Exploitation of iPhone apps push notifications on iOS to obtain user information
Numerous iOS applications are currently using background processes triggered by push notifications to collect user data, thereby potentially constructing profiles that serve tracking purposes.
According to the guidelines outlined by Apple for its App Store, applications are explicitly advised against using user profiles based on collected data. This includes any attempts to identify anonymous users or reconstruct user profiles through data obtained from Apple-provided APIs.
Despite Apple's meticulous design of iOS to curtail background app activity for reasons of resource conservation and enhanced security, a significant loophole emerged with the introduction of a new system in iOS 10. This system allows apps to momentarily launch in the background for processing push notifications before they are displayed to the user.
The mechanism was intended to enrich the content of notifications, it has been exploited by numerous apps, leading to the transmission of user data back to servers upon notification triggers.
The information conveyed encompasses various aspects of device details, such as system uptime, locale, keyboard language, available memory, battery status, storage utilization, device model, and display brightness.
The gravity of this situation lies in the potential use of such data for fingerprinting and user profiling, actions explicitly prohibited within the iOS ecosystem.
Addressing the issue at its core, Apple has committed to closing this security gap by imposing stricter restrictions on the use of APIs for device signals, a move expected to prevent further abuse of push notification wake-ups.
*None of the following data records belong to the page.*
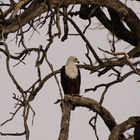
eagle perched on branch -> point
(71, 77)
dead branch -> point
(121, 128)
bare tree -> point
(19, 17)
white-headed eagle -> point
(71, 77)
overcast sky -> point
(122, 100)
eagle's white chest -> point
(71, 71)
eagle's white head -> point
(71, 68)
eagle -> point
(71, 77)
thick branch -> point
(65, 121)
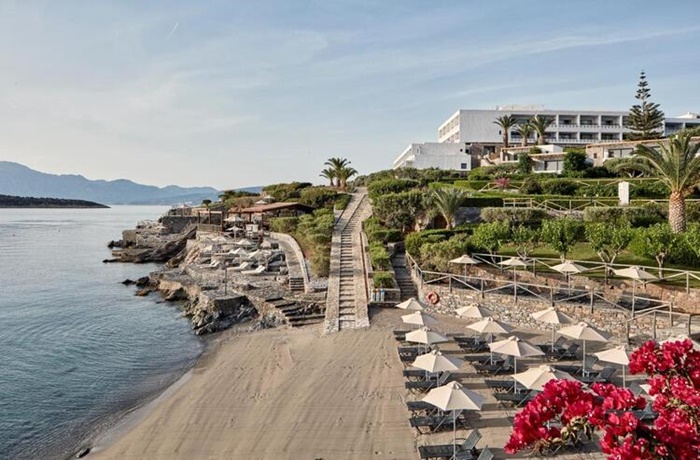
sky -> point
(242, 93)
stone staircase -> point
(402, 274)
(296, 313)
(296, 284)
(346, 301)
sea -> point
(77, 347)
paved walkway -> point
(346, 301)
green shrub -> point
(313, 232)
(317, 197)
(636, 216)
(286, 191)
(383, 280)
(399, 210)
(482, 201)
(376, 232)
(341, 201)
(474, 185)
(575, 162)
(385, 186)
(649, 189)
(479, 174)
(284, 224)
(597, 190)
(436, 255)
(491, 236)
(414, 241)
(562, 234)
(531, 186)
(559, 187)
(379, 257)
(532, 216)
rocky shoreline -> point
(212, 299)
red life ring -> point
(433, 297)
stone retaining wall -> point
(518, 313)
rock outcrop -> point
(209, 310)
(154, 249)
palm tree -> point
(447, 201)
(343, 174)
(525, 130)
(540, 124)
(336, 165)
(677, 166)
(506, 122)
(329, 174)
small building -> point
(452, 157)
(549, 159)
(601, 152)
(284, 209)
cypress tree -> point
(645, 118)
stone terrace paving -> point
(494, 421)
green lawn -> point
(583, 251)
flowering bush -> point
(556, 416)
(563, 411)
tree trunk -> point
(676, 212)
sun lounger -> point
(421, 407)
(568, 353)
(400, 335)
(574, 369)
(258, 271)
(420, 386)
(494, 369)
(431, 424)
(515, 399)
(501, 386)
(417, 374)
(473, 346)
(603, 376)
(241, 267)
(465, 450)
(483, 359)
(551, 348)
(428, 384)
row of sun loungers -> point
(426, 418)
(466, 449)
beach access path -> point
(281, 393)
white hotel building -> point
(469, 135)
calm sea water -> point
(76, 346)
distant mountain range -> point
(7, 201)
(19, 180)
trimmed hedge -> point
(514, 215)
(378, 233)
(341, 201)
(379, 257)
(559, 187)
(383, 280)
(385, 186)
(637, 216)
(482, 201)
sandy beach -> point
(282, 393)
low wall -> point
(517, 313)
(176, 224)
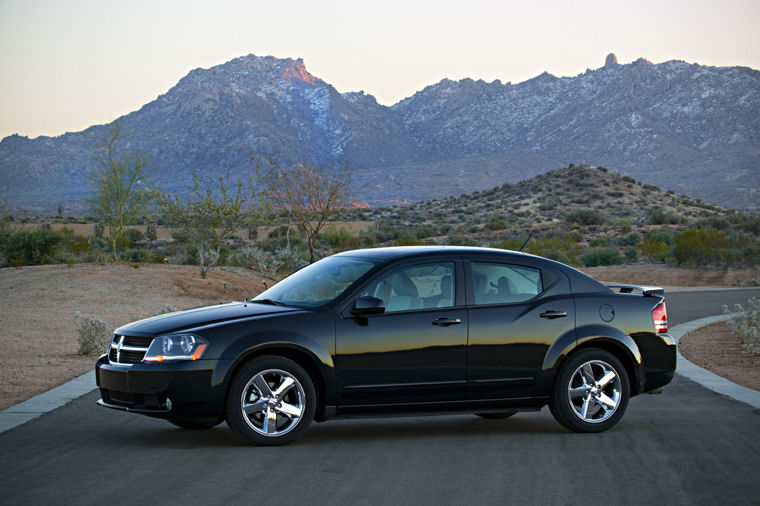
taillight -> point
(660, 318)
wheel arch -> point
(301, 356)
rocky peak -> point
(297, 72)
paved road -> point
(686, 446)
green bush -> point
(141, 255)
(601, 256)
(654, 249)
(661, 234)
(94, 334)
(631, 239)
(132, 235)
(700, 246)
(32, 247)
(660, 217)
(746, 324)
(562, 248)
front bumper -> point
(167, 389)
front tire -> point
(271, 401)
(591, 391)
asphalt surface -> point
(686, 446)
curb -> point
(706, 378)
(84, 384)
(50, 400)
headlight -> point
(176, 347)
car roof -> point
(394, 252)
(581, 282)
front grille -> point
(128, 349)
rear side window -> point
(423, 286)
(504, 283)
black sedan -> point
(398, 330)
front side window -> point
(417, 287)
(504, 283)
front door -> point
(415, 352)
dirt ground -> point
(716, 349)
(38, 332)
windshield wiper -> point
(268, 301)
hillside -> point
(583, 198)
(686, 127)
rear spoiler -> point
(646, 291)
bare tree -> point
(213, 210)
(121, 196)
(311, 196)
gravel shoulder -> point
(38, 332)
(719, 351)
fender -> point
(619, 343)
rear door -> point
(515, 312)
(413, 353)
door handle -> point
(552, 314)
(445, 322)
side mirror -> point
(368, 305)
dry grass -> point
(38, 333)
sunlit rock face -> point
(686, 127)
These APIs are specifically used to extract information about a device, covering aspects such as disk space, system boot time, file timestamps, active keyboards, and user defaults. Apple's stipulation is clear that if apps fail to adequately declare their use of these APIs and the purpose behind it, they risk rejection from the App Store.
However, until these anticipated changes take effect, iPhone users concerned about potential fingerprinting can take a proactive stance by disabling push notifications entirely. It's crucial to note that merely silencing notifications may not prevent abuse of the underlying data transmission processes.
The interplay between app behaviors, data transmission processes, and user privacy within the iOS ecosystem reveals a complex landscape. As Apple takes measures to fortify its platform against potential abuses, users are encouraged to stay informed and remain vigilant in safeguarding their digital privacy.